Por Osvaldo Agustín Marcón

“Dime, espejo mágico: ¿soy yo el más fuerte, inteligente y viril de los hombres?” (...) “No. Tu vecino es más guapo, tu primo folla más, tu cuñado tiene más dinero, tu jefe la tiene más larga, pero eres un hombre y por tanto eres más que cualquier mujer”. La cita puede leerse en “Sobre la alienación del varón”, conocido texto ganador del premio de ensayo “El Viejo Topo” (Barcelona, 1978), escrito por el sociólogo valenciano Josep-Vincent Marques. El autor también señala que “para la mayoría de los hombres no burgueses el espejo mágico es mal negocio. Es la reconciliación ilusoria con uno mismo, lo que Marx llamaba alienación... somos opresores por cuenta ajena, con escasa paga y participación sólo en los beneficios espirituales de la empresa”.

Tengamos presente, una vez más, que el varón suele asumir la posición masculina como si le fuera intrínseca pero -en realidad- se trata de un modo de estar en el mundo que lo excede. Esto es así pues tal emplazamiento se constituye desde aquellas zonas del pensamiento social en las que se definen los modos dominantes de ejercicio del poder. Consecuentemente esos modos pueden ser asumidos por diversos géneros y no sólo por los hombres. Ejemplos abundan.

Ahora bien: el desarrollo de conductas que confrontan con la voz penal del Estado constituye una forma de comportamiento predominantemente varonil. Pero sucede que tales modos de conducción configuran un “mal negocio”, tomando la línea de pensamiento propuesta por el valenciano. Este resultado negativo afecta mayoritariamente a jóvenes de los sectores populares, según indican distintos estudios, pero también según las referencias empíricas cotidianas. Estas conductas, inclusive, resultan paradójicas pues llevan a la justificación de la omnipresencia estatal punitiva y al enmascaramiento de diversas ausencias en el plano de las políticas sociales.

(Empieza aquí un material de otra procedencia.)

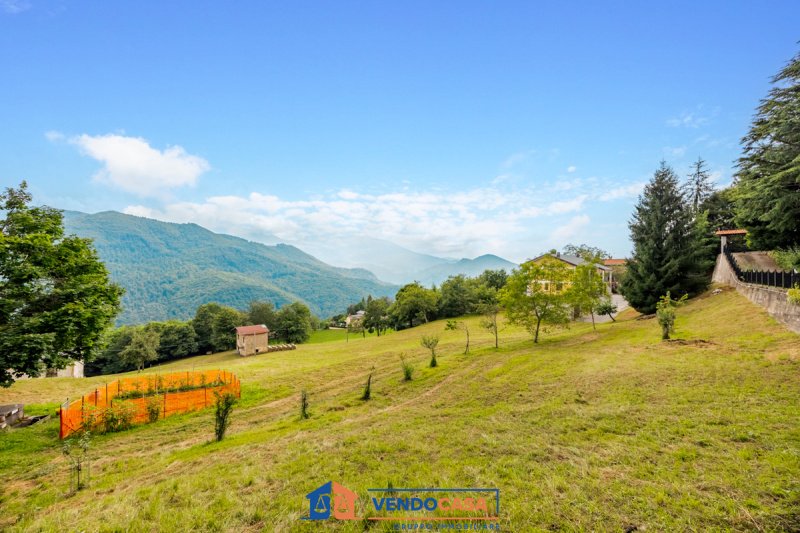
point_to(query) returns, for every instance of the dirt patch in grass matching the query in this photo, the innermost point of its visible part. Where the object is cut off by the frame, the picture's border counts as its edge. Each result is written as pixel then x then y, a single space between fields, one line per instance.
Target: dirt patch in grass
pixel 700 343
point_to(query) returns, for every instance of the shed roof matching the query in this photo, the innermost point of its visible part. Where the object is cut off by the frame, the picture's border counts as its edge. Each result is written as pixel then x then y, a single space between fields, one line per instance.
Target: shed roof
pixel 252 330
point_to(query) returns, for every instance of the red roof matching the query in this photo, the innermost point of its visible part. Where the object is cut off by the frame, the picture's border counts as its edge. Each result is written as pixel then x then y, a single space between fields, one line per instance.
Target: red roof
pixel 252 330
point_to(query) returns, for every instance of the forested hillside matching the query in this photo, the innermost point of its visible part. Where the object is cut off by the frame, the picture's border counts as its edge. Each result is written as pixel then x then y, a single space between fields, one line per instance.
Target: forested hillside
pixel 168 270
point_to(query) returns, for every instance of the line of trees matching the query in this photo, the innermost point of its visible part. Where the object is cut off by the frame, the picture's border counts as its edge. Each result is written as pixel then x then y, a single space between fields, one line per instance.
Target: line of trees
pixel 211 330
pixel 414 304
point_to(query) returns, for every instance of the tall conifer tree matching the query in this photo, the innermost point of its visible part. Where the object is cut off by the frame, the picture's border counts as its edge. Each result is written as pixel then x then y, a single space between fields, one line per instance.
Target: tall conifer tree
pixel 768 180
pixel 666 253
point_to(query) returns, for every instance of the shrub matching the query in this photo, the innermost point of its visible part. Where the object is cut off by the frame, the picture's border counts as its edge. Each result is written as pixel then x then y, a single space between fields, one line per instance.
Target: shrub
pixel 794 295
pixel 606 307
pixel 665 312
pixel 408 370
pixel 303 405
pixel 153 408
pixel 80 461
pixel 431 342
pixel 223 407
pixel 367 388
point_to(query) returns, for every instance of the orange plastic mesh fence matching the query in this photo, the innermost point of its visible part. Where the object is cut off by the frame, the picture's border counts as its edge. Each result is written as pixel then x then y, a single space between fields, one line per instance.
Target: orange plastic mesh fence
pixel 174 393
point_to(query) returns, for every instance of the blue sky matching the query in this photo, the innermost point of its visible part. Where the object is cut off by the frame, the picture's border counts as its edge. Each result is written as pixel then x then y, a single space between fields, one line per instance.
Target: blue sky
pixel 453 128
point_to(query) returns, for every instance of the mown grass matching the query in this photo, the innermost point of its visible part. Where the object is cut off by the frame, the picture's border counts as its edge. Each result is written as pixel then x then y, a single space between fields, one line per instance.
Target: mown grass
pixel 585 431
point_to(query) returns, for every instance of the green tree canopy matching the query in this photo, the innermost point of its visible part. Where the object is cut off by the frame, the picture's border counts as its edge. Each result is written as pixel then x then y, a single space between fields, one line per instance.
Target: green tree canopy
pixel 203 325
pixel 698 187
pixel 496 279
pixel 142 349
pixel 414 302
pixel 376 315
pixel 668 254
pixel 768 179
pixel 262 313
pixel 293 323
pixel 592 254
pixel 536 295
pixel 56 299
pixel 457 296
pixel 223 328
pixel 588 290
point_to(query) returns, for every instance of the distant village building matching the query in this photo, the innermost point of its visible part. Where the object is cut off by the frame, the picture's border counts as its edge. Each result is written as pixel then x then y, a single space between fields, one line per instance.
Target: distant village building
pixel 574 262
pixel 75 370
pixel 351 318
pixel 618 268
pixel 251 340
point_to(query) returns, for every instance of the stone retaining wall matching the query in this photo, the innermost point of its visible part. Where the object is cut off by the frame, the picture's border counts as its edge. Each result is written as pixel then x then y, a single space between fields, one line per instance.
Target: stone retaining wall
pixel 775 301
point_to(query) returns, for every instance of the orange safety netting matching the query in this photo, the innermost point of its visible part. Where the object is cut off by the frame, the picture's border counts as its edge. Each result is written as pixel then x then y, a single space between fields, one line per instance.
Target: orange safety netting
pixel 175 393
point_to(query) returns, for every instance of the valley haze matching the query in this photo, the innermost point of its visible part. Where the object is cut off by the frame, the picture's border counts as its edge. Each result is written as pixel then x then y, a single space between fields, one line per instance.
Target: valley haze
pixel 170 269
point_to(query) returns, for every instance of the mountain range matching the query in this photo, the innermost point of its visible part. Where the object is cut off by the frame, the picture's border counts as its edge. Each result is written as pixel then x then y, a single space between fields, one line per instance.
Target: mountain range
pixel 169 269
pixel 396 264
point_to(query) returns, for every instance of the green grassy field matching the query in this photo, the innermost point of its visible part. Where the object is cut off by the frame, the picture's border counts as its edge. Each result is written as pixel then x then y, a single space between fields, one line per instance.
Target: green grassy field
pixel 606 430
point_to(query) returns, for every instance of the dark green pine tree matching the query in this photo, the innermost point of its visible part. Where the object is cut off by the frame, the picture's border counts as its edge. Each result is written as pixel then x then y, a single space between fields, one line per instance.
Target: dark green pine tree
pixel 667 254
pixel 768 179
pixel 698 186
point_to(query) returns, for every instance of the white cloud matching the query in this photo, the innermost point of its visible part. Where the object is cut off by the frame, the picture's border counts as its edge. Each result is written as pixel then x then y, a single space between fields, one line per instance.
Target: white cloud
pixel 131 164
pixel 631 190
pixel 675 151
pixel 571 229
pixel 517 158
pixel 54 136
pixel 698 118
pixel 482 220
pixel 14 7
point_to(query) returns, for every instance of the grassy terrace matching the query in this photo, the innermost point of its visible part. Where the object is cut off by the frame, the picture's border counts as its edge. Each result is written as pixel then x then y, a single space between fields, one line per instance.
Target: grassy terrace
pixel 584 431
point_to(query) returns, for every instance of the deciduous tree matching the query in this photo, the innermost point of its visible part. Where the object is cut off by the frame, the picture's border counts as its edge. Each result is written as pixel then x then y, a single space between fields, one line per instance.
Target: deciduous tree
pixel 56 299
pixel 535 295
pixel 587 290
pixel 142 349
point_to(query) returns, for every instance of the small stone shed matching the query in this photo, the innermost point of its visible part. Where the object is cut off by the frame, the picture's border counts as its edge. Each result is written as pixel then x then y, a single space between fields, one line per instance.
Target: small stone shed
pixel 252 340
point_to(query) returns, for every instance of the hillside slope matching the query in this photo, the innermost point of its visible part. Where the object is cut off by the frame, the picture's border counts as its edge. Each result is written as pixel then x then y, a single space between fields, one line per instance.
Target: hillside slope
pixel 609 430
pixel 168 269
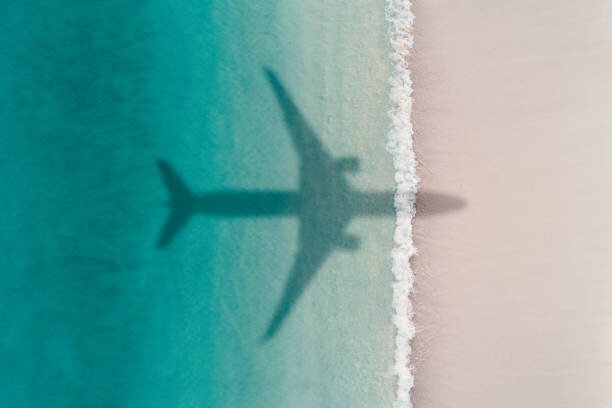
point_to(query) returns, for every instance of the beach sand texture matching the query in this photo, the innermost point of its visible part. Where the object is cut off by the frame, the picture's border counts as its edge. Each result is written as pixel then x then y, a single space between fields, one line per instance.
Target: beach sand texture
pixel 512 114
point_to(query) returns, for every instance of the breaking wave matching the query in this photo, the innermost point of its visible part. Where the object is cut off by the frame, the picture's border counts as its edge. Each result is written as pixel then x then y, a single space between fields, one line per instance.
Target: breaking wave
pixel 400 23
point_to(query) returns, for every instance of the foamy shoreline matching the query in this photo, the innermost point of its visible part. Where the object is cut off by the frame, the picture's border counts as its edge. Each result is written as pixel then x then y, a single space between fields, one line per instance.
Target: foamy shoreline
pixel 400 20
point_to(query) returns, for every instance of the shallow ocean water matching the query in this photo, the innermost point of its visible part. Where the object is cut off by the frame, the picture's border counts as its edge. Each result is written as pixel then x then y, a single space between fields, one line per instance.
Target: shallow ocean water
pixel 93 314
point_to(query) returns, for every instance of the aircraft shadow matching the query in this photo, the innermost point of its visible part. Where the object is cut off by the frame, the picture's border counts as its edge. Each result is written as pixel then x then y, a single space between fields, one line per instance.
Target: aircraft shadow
pixel 324 204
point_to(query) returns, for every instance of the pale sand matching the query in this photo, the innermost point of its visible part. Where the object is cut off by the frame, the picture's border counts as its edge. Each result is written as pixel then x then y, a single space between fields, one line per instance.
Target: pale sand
pixel 513 114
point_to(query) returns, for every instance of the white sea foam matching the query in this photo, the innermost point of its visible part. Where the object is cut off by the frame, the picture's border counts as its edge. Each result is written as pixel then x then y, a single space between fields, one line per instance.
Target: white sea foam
pixel 400 23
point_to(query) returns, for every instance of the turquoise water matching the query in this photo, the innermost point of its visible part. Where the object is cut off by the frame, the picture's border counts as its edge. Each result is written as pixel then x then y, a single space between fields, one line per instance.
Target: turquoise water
pixel 93 314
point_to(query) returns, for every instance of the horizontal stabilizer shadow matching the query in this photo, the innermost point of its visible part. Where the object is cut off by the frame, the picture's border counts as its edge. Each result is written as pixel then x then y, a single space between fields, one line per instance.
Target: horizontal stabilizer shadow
pixel 324 204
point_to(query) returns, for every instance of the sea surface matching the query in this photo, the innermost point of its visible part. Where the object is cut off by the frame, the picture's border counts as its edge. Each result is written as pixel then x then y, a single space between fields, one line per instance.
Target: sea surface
pixel 95 94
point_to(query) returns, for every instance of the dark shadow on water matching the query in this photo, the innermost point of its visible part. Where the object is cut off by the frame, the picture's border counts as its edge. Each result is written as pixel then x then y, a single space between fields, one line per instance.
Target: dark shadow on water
pixel 324 204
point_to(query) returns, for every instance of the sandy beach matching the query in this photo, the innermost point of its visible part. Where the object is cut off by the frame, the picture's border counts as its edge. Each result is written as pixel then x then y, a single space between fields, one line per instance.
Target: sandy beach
pixel 512 115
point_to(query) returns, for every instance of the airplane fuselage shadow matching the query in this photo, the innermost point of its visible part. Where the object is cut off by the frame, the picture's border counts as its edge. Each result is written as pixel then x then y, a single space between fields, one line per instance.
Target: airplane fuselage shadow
pixel 324 204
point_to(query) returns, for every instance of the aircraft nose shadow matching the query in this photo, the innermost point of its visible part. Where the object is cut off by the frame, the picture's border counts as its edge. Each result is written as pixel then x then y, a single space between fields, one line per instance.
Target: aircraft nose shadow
pixel 434 203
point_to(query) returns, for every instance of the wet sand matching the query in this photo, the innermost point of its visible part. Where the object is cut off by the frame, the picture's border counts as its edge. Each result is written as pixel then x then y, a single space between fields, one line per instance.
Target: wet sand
pixel 513 291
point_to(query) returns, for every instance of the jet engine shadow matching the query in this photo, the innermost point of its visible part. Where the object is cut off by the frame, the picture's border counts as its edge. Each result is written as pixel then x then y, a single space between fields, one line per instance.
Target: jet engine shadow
pixel 325 203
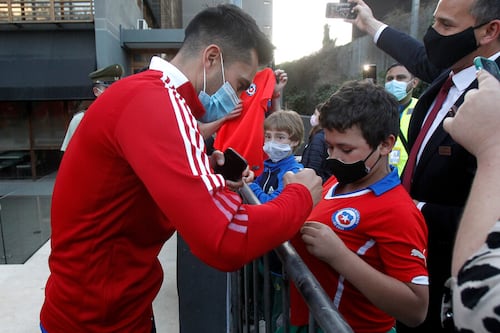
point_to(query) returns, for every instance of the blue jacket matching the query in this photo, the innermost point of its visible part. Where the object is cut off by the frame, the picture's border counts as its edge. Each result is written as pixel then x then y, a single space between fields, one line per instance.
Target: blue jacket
pixel 270 183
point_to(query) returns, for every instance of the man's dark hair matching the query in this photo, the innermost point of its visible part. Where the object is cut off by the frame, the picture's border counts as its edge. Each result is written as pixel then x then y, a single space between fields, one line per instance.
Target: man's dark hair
pixel 233 30
pixel 485 11
pixel 366 105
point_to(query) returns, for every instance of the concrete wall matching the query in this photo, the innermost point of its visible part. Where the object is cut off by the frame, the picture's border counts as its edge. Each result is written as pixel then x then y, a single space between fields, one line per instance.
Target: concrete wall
pixel 110 16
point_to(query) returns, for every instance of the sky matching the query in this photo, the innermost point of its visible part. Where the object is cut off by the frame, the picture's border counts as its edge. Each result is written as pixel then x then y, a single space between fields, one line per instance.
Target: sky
pixel 298 28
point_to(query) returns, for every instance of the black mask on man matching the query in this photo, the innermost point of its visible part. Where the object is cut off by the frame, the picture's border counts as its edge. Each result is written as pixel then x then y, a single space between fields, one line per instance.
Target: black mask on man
pixel 349 173
pixel 444 51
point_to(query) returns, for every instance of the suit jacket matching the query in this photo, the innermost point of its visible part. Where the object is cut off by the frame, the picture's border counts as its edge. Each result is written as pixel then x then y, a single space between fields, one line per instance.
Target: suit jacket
pixel 444 173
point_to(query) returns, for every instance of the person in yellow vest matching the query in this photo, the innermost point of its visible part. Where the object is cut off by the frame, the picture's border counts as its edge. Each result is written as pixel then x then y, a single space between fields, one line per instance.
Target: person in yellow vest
pixel 401 83
pixel 101 79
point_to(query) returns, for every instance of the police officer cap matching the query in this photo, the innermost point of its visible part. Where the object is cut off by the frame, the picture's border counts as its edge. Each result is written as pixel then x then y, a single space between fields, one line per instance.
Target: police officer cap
pixel 107 75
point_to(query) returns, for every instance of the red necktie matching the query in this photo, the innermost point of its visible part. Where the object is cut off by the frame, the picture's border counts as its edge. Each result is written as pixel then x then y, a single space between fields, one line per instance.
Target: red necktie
pixel 412 158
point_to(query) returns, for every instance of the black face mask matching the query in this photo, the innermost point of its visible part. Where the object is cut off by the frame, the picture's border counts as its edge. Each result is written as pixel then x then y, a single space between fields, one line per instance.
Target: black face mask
pixel 349 173
pixel 445 51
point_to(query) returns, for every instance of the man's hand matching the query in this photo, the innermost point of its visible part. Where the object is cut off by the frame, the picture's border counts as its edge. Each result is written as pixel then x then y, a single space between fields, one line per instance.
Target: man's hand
pixel 364 20
pixel 477 122
pixel 217 159
pixel 309 179
pixel 281 81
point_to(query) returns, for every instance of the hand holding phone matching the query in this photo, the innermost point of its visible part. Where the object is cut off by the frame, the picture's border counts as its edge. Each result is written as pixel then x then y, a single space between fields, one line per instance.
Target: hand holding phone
pixel 342 10
pixel 233 167
pixel 488 65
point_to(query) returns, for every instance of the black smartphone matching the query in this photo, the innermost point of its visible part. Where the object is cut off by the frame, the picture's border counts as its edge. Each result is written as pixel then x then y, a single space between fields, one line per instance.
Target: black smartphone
pixel 342 10
pixel 233 166
pixel 370 72
pixel 488 65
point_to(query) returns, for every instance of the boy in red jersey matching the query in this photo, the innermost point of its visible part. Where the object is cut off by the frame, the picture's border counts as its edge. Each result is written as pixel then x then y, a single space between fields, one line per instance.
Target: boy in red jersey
pixel 365 241
pixel 140 171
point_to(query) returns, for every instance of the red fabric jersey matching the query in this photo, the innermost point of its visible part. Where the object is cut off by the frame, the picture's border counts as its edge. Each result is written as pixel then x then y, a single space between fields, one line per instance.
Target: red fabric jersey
pixel 136 171
pixel 246 133
pixel 385 229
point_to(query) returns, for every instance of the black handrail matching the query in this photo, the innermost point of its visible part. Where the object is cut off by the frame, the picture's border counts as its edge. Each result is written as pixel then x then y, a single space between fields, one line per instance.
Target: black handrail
pixel 320 305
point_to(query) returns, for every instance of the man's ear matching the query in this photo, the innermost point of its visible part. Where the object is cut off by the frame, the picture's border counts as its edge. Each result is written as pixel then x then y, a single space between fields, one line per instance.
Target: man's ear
pixel 211 55
pixel 415 82
pixel 491 33
pixel 387 145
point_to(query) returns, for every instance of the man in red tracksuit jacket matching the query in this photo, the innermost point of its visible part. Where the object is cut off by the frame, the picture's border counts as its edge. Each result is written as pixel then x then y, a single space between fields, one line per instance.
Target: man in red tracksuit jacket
pixel 136 171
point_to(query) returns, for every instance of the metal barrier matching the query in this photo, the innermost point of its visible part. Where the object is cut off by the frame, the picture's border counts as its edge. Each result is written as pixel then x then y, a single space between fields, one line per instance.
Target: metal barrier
pixel 246 301
pixel 43 11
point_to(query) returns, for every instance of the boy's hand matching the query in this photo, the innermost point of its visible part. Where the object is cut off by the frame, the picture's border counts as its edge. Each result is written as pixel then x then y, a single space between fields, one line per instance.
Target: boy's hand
pixel 309 179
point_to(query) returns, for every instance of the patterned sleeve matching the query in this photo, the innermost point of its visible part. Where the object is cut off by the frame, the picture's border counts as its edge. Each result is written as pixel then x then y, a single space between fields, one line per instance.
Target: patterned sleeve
pixel 475 292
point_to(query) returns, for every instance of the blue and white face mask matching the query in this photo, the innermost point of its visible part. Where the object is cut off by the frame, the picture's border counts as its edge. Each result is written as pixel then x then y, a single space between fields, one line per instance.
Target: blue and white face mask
pixel 397 88
pixel 277 151
pixel 219 104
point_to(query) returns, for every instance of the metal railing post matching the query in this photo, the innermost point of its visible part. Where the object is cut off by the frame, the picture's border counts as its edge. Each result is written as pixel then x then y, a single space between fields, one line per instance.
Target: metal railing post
pixel 320 305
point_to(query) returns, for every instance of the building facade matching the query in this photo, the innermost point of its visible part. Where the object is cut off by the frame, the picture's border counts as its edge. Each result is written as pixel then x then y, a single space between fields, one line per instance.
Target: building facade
pixel 48 48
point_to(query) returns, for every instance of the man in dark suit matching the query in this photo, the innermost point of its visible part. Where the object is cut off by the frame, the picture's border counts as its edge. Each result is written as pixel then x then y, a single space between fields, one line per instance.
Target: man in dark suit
pixel 440 177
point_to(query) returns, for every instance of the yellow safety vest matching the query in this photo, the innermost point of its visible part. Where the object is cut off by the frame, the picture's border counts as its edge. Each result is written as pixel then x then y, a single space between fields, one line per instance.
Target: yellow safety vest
pixel 399 155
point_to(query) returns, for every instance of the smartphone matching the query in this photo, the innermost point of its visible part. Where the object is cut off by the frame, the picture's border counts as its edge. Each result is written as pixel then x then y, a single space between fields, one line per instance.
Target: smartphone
pixel 487 64
pixel 341 10
pixel 370 72
pixel 233 166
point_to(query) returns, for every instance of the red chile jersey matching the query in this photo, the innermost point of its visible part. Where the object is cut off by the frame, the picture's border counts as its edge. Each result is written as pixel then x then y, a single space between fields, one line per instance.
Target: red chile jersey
pixel 246 133
pixel 383 226
pixel 134 172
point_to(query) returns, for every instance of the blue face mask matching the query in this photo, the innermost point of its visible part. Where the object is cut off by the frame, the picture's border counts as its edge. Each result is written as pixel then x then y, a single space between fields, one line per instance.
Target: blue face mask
pixel 397 88
pixel 277 151
pixel 219 104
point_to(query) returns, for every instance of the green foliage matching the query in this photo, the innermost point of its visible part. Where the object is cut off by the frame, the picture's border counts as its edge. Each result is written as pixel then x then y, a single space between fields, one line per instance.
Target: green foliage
pixel 312 79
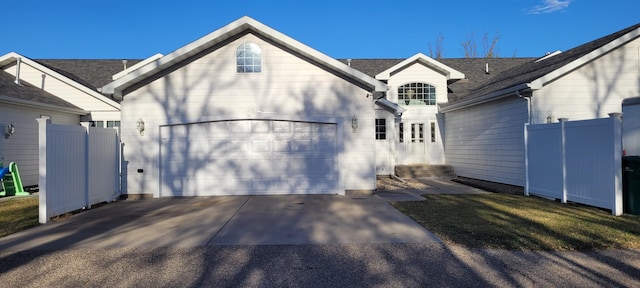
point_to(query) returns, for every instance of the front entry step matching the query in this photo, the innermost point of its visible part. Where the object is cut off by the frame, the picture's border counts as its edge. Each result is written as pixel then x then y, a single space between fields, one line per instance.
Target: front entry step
pixel 424 170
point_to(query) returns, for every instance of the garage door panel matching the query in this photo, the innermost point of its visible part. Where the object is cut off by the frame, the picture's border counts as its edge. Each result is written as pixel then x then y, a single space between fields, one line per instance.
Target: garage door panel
pixel 249 157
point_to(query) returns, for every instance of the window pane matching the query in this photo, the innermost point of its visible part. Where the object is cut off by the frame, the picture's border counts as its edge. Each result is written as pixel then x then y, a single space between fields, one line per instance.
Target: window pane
pixel 417 94
pixel 248 58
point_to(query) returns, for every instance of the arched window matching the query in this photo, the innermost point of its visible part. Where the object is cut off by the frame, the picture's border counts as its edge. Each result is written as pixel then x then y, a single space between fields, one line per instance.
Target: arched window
pixel 417 94
pixel 248 58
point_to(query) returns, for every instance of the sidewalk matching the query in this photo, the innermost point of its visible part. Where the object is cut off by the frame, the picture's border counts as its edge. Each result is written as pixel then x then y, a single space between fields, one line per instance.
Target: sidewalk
pixel 394 190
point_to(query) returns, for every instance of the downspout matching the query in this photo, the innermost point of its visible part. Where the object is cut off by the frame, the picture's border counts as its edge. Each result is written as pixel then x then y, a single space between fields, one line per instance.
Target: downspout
pixel 526 142
pixel 529 108
pixel 18 62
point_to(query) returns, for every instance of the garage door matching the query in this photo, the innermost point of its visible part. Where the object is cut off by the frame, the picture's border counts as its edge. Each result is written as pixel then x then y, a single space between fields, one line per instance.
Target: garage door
pixel 248 157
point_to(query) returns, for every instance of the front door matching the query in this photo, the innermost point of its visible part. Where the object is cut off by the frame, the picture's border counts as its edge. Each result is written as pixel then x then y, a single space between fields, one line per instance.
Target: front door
pixel 412 148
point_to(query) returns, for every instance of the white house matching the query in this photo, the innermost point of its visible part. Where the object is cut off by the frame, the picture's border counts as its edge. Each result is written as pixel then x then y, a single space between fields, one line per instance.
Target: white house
pixel 248 110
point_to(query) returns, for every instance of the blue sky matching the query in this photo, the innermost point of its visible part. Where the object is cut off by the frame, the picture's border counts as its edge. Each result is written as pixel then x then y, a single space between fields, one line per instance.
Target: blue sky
pixel 117 29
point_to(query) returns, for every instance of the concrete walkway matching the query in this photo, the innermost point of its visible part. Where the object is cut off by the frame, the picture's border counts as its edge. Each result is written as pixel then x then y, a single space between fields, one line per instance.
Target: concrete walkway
pixel 433 186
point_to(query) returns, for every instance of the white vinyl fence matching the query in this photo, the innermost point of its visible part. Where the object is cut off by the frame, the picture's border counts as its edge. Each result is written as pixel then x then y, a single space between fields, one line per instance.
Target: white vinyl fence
pixel 79 167
pixel 578 161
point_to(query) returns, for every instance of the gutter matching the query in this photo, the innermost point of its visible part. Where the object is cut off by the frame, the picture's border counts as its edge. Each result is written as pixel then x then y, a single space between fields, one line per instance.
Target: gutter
pixel 33 104
pixel 487 98
pixel 391 107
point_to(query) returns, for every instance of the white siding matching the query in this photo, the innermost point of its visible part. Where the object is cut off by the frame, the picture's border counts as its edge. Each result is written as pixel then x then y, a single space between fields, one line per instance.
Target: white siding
pixel 22 146
pixel 486 141
pixel 210 89
pixel 593 90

Es central, para que esto suceda, el hecho de que los varones en contextos de exclusión social configuran su virilidad en función del referido choque, elemento identitario en el que subyace una de las claves analíticas para la intervención social. Ser hombre en dichos escenarios supone, entre otras cosas, dar por natural el desequilibrio de las fuerzas que chocan (Estado politizado/militarizado versus jóvenes varones pobres). Esto incluye como condición necesaria el hecho de ir a la confrontación, colocando cualquier tentativa de queja en el lugar de la des-virilización. Es “cosa de hombres”, parafraseando a la célebre banda de rock argentina Memphis La Blusera, por lo que no se admiten lágrimas.

En esta construcción, aunque resulte paradójico, la femenina dama de los ojos vendados funciona en modo masculino pues expresa la voz del varonil Estado-Nación. Ella, pensándose a sí misma en tan viril modo, no duda en protagonizar el choque aún dada la referida iniquidad de portes. Con esa participación, y funcionando en masculino, resiste la fecundación propuesta por la denominada Ética del Cuidado (Carol Gilligan), con lo que permanece tozuda en la vieja Ética de la Justicia (Lawrence Kohlberg). La Ética del Cuidado propone virilizar la intervención pero inyectando grandes dosis de genuina seguridad que revitalicen al Estado, para que deje de reaccionar en función del miedo. Colocar como principio rector el cuidado dirigido a los ciudadanos no implica negar la justicia ni la virilidad. Por el contrario, exige subsumir estas dos últimas en el primero, instalando otras matrices de pensamiento y acción. Ello incluye la reconfiguración del sí-mismo estatal para, así, desplazar el delito como manifestación masculina del poder.

A tal fin se requiere avanzar hacia estados de discusión permanente, noción que nos lleva hacia la democracia epistémica postulada por Carlos Nino, alejándonos de las afirmaciones tajantes e indubitables, por lo tanto siempre erradas en algún grado, tan propias de la referida posición masculina. Estas aparentes seguridades que, queda dicho, encubren profundas inseguridades cumplen funciones identitarias de virilización para el discurso penal pero también para los propios jóvenes que lo desafían.

No se trata de un asunto de poca monta. El hecho de que ese joven varón se piense más fuerte de lo que es, y que ese Estado se crea robusto porque participa de esta desigual colisión, se encuentra en la base del problema pues lo define como “cosa de hombres”. Esa hombría es claramente ficticia, a un lado y al otro del choque.